Sara poruszyła się i zaczęła się wiercić. Wtedy Mrok aż skręcił się w agonii, a było to tylko blade odbicie tego, co musiał czuć Cień. Sara załkała, też to poczuła przez sen, nawet wśród resztek hibernacji. Mrok jeszcze raz spróbował otworzyć oczy i tym razem mu się udało. Przekręcił się i na tyle ile mu się udało sięgnąć wzrokiem obejrzał Sarę, która na szczęście była cała i zdrowa. Jednak kiedy ponad nią spojrzał w stronę brata poczuł przerażenie.
Ból! Ból!Z dachu kapsuły w dół biegł długi srebrny pręt, przechodził przez pierś Cienia i był wbity w metalową podstawę. Mężczyzna miał oczy otwarte szeroko, wcześniej musiał próbować sam się uwolnić, bo na palcach miał krew.

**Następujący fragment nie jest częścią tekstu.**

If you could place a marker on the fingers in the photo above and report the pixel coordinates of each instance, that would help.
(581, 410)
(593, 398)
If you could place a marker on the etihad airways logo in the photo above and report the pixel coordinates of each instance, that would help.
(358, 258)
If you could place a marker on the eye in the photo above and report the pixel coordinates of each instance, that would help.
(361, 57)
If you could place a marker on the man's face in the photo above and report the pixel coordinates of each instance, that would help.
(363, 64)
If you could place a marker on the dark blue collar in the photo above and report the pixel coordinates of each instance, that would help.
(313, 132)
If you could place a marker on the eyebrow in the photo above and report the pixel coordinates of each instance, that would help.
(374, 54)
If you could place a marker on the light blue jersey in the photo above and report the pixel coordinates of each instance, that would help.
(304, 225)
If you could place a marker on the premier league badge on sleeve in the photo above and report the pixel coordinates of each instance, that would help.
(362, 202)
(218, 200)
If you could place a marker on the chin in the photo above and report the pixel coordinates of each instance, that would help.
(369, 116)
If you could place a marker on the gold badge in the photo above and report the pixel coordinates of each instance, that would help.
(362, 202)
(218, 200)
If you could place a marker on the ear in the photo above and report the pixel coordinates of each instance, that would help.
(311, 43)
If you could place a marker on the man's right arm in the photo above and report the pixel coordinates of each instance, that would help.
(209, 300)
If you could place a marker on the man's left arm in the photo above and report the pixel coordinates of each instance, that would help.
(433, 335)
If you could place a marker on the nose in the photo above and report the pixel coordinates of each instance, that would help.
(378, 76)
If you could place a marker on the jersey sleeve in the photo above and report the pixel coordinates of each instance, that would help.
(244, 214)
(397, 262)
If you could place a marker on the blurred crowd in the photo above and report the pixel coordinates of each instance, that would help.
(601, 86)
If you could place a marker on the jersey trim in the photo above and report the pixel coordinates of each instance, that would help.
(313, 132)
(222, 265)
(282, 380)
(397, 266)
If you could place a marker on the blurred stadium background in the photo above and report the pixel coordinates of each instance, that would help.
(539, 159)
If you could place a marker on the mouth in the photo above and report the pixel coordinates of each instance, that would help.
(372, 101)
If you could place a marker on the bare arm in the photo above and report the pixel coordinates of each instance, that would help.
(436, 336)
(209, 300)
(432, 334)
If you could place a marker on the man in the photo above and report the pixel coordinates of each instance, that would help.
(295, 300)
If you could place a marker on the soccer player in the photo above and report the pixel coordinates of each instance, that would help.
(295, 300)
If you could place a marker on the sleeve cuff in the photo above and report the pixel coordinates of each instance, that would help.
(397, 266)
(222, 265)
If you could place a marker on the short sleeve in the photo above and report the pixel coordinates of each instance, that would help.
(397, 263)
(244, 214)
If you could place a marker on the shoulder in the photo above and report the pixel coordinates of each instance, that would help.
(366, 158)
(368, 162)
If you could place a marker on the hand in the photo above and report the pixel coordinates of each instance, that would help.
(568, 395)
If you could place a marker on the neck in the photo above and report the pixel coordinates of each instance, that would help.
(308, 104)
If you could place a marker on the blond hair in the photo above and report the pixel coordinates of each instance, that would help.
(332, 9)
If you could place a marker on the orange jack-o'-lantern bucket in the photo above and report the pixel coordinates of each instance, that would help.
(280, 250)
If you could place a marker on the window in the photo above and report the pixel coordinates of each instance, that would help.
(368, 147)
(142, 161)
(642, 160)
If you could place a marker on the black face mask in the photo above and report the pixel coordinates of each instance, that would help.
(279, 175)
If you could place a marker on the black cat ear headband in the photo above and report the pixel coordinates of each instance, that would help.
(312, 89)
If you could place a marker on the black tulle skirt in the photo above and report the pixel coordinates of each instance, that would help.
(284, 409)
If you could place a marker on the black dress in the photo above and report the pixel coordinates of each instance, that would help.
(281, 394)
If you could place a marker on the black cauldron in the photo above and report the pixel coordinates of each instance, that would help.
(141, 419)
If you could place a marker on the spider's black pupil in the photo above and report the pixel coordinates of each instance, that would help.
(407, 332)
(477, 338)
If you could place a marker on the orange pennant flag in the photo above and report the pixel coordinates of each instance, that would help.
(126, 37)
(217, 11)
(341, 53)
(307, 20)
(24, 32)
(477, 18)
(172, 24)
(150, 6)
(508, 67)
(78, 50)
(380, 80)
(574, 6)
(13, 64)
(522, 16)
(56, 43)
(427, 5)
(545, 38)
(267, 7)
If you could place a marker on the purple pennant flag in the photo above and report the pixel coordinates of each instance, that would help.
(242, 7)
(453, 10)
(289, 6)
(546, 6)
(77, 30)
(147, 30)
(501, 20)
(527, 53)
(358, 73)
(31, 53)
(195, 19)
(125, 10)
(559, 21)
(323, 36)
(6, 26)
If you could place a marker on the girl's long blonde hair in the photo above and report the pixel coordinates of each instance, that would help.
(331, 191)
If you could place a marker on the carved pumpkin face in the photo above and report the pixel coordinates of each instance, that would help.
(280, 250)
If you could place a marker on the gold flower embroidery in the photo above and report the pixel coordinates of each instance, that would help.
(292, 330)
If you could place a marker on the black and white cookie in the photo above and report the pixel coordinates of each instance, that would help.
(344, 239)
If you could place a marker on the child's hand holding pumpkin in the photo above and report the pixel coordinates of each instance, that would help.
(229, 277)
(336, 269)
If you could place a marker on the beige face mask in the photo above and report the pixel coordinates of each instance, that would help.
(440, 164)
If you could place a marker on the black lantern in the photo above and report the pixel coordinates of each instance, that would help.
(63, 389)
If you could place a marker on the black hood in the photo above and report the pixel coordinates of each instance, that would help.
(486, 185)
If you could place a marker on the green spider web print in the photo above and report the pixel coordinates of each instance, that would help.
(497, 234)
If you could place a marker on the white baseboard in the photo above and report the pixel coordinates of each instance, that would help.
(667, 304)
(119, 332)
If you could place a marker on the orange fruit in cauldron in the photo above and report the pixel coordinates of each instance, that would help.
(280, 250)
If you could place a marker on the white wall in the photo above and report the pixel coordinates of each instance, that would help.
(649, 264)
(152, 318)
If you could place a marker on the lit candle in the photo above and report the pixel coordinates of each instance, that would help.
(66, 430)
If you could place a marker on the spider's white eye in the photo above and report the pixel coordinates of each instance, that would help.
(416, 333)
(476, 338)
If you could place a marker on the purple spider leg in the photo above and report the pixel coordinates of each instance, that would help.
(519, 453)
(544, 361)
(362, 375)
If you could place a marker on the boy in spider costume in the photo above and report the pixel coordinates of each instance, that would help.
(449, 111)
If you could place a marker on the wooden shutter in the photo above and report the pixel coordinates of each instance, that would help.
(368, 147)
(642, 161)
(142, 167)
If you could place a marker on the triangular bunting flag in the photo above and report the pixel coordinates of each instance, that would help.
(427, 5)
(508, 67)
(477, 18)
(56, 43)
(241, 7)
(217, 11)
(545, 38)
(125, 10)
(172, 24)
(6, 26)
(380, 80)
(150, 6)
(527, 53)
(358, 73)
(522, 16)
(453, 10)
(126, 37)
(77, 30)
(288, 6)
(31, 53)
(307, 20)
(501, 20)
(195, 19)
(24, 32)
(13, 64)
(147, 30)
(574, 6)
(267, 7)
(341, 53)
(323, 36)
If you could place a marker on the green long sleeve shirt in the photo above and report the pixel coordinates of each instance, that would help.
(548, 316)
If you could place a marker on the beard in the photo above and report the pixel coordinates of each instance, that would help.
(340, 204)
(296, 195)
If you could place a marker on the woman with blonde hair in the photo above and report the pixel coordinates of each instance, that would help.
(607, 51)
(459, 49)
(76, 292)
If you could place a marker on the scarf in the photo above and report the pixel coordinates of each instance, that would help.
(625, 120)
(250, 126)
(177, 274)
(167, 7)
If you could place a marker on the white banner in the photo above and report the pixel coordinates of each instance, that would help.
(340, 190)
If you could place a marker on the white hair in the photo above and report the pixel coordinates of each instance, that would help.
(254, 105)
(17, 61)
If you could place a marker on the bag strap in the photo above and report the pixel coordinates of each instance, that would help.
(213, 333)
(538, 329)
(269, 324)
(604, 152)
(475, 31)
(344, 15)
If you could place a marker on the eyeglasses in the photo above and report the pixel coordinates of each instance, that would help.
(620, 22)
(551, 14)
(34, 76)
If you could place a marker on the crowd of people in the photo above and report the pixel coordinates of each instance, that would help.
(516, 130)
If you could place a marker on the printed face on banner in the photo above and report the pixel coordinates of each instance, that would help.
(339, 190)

Ale najgorsze było to, że Mrok nie mógł ani go dosięgnąć, ani otworzyć kapsuły z wbitym przez wieko prętem.- Saro, zbudź się. Kochanie obudź się!
Kiedy lekko nią potrząsnął oprzytomniała:
- Ccco, co się stało?
- Saro, tylko nie panikuj. Zdaje się, że statek uległ uszkodzeniu, kapsuła została katapultowana.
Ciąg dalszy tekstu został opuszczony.